The UT College of Business and Innovation is one of the nation’s best business schools, according to the education services company, The Princeton Review, which features the school in the 2016 edition of its guide, The Best 295 Business Schools.
The Princeton Review surveyed 22,000 students attending the 295 business schools. The 80-question survey asked students to rate their schools on several topics and report on their experiences at them. Some ranking list tallies also factored in school-reported data.
Their report states, “One of the best in the Midwest, the MBA program at The University of Toledo features affordability and flexibility that help you expand your skills and opportunities without interrupting your career. The college’s history of excellence in practical, relevant education based on cutting-edge research and business engagement will take your career to the next level. The UT MBA curriculum is designed to equip future leaders with relevant, real-world knowledge about the workings of every level of the enterprise: employees, customers, the firm itself, and all levels of the economy.”
“The schools we selected for these guides all offer academically outstanding degrees: We recommend them highly,” said Robert Franek, publisher, The Princeton Review. “Their program offerings vary considerably, and we salute and highlight those distinctions in our profiles. Our purpose is not to rank schools hierarchically or crown any school as ‘best’ overall. Our goal is to provide school profiles combined with multiple rating scores and ranking lists to help applicants choose the best b-school for them. ”

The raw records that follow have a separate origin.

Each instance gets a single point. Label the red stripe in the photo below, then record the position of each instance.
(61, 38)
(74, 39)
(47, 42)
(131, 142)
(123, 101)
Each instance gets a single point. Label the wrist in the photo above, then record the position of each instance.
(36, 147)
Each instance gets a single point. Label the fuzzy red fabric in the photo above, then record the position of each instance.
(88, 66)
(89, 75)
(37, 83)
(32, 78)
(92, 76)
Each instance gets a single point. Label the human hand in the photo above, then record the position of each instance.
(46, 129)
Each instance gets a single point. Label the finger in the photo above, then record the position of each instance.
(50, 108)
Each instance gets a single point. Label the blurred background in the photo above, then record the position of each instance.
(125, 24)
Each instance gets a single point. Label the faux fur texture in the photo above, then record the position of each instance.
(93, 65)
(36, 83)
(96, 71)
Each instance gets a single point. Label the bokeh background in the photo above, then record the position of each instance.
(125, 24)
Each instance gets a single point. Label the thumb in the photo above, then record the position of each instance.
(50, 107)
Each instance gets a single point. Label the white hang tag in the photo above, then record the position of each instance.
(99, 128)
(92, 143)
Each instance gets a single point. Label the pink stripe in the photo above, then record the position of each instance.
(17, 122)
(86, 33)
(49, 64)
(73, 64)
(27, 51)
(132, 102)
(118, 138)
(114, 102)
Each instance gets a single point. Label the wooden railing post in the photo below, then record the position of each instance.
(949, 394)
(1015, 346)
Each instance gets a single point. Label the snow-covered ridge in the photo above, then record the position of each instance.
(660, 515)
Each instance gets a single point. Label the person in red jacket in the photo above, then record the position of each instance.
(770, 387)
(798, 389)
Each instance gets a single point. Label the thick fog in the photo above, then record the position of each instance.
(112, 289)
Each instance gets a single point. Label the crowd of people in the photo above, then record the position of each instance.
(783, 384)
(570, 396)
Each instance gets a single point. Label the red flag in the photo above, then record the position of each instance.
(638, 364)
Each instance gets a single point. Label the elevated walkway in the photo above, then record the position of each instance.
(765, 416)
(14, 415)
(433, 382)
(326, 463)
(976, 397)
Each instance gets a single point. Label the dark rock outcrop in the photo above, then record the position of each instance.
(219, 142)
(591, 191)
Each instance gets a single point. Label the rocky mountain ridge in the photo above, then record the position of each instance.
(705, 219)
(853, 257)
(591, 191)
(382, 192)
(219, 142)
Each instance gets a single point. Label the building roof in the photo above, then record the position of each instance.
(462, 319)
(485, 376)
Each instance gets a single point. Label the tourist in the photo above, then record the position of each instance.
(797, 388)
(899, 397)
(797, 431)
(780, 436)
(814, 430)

“All of us in the College of Business and Innovation are very excited at this continuing recognition by The Princeton Review of the quality and relevance of our programs,” Dr. Gary Insch, dean of the college, said. “This recognition by The Princeton Review further validates the quality of our faculty, the significance of our curriculum, and the excellence of our students.”
The Princeton Review’s ranking list tallies factor in data from its surveys of business school students completed during the 2014-15, 2013-14 and 2012-13 school years. The survey asked students about their school’s academics, student body and campus life, and their career plans. All institutional data reported in these editions was collected in 2014-15.